2013 überstieg die Zahl der Studienanfänger erstmals die Zahl der Auszubildenden. Bildungsforscher fordern die Politik auf, die international so hoch gelobte Duale Ausbildung in Unternehmen und Berufsschulen nicht zu vernachlässigen.

Berlin - Bildungsforscher warnen davor, die international hoch gelobte Duale Ausbildung in Deutschland zu vernachlässigen. Aus dem nationalen Bildungsbericht geht hervor, dass 2013 die Zahl der Studienanfänger erstmals die Zahl der Auszubildenden überstieg. Zwar sei der Wandel noch nicht dramatisch, zumal eine höhere Hochschulquote erwünscht war. Langfristig müsse man aber die Frage beantworten, wie man das Verhältnis von Studierenden und Auszubildenden gestalten wolle, sagte der Sprecher der Autorengruppe, Marcus Hasselhorn. Er regte angesichts der hohen Quoten von Studienabbrechern an, dass „universitär erreichte Zertifikate anrechenbar sind im Dualen System“.

 

Bundesbildungsministerin Johanna Wanka (CDU) räumte ein: „Wir haben ein Problem, wenn die Entwicklung weiter gehen würde“. Es müssten weiterhin auch Leistungsstarke für die berufliche Ausbildung gewonnen werden. Dafür müsse die Durchlässigkeit zwischen Ausbildung und Studium weiter verbessert werden, damit die Wahl des einen Bildungswegs nicht den Zugang zum anderen verschließt. Wer eine Ausbildung erfolgreich bestreite, müsse zum Beispiel leichter im Anschluss studieren können, so Wanka.

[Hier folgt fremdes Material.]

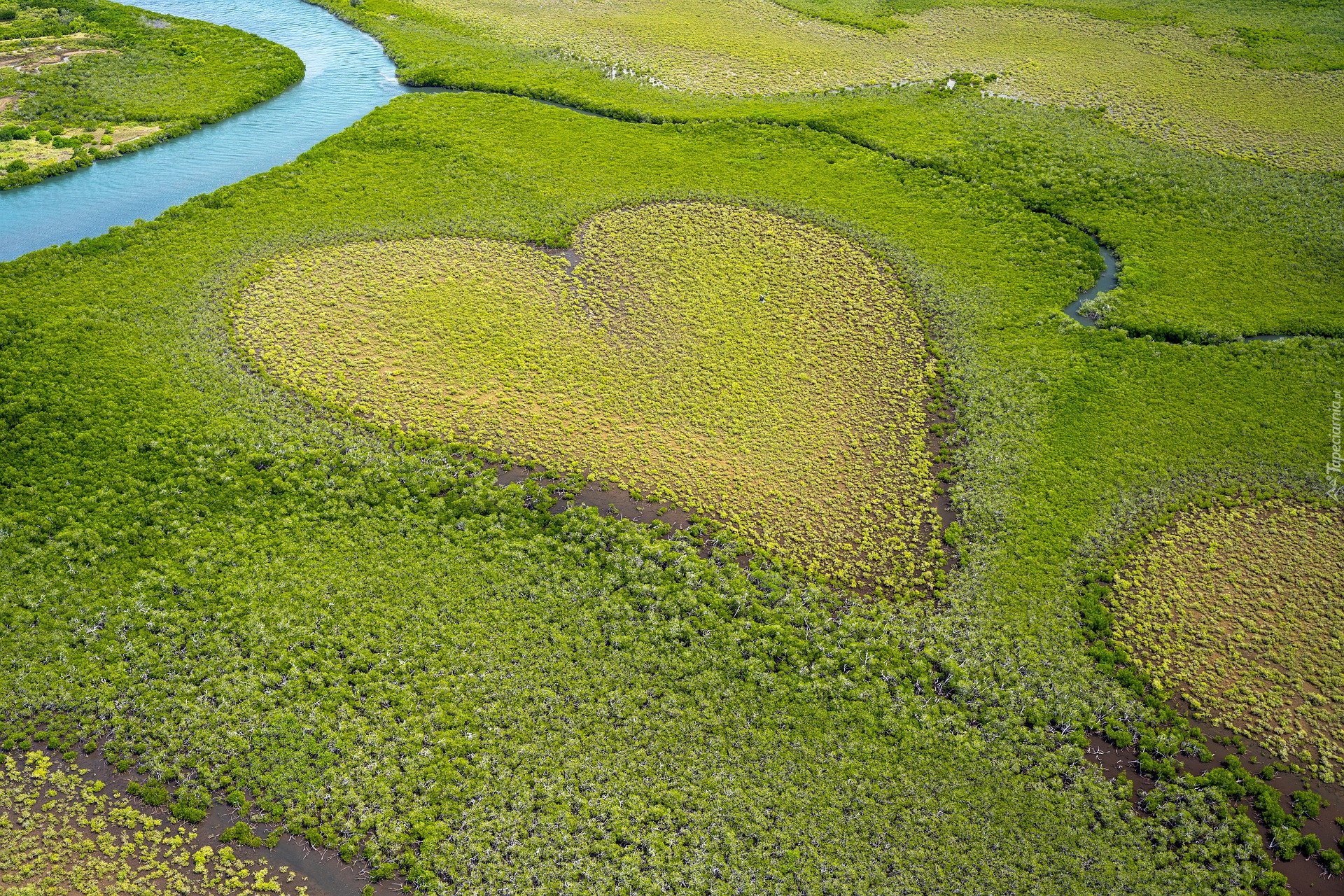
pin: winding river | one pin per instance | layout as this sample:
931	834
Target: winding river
346	76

Noch immer haben Migranten schlechtere Bildungschancen

Die Forscher sehen das Bildungssystem insgesamt „zwischen Bewegung und Stillstand“. Immer mehr Menschen profitierten von Bildungsangeboten. Mehr Kleinkinder werden mit frühkindlicher Bildung gefördert, die Zahl der Abiturienten, Studienanfänger und Hochschulabsolventen nimmt zu. Auch die Institutionen der beruflichen Weiterbildung melden steigende Zahlen. Aber fast wie in Stein gemeißelt sind die geringeren Chancen jener, die in einem schwierigen sozialen Umfeld aufwachsen. Vor allem Menschen mit Migrationshintergrund finden weiterhin nur schwer Anschluss. Das ist aus Sicht der Forscher besonders Besorgnis erregend, weil der Anteil der Kinder ausländischer Abstammung in den jüngeren Altersgruppen weiter ansteige. Bei den unter Sechsjährigen hat bereits gut ein Drittel einen Migrationshintergrund.

Bei der Eingliederung von Menschen mit Behinderung ins Bildungssystem fordern die Forscher, behutsam vorzugehen. Zunächst müssten strukturelle Probleme gelöst werden. So scheitere eine umfassende Inklusionsstrategie momentan allein schon daran, dass für die Definition, welche Menschen förderbedürftig sind, in Kita, Schule, Ausbildung und Universität verschiedene Maßstäbe gelten. Außerdem fehle ausreichend qualifiziertes Personal. Die viel gescholtenen Sonder- und Förderschulen komplett abzuschaffen halten die Forscher für eine schlechte Idee. Hasselhorn schätzt, dass etwa zwei Prozent der Schüler auch am Ende eines Inklusionsprozesses auf Sonderschulplätze angewiesen sein werden. Der Bericht besagt, dass bei rund 493 000 Schülern in Deutschland sonderpädagogischer Förderbedarf festgestellt wurde. Das sind 6,6 Prozent aller Schüler.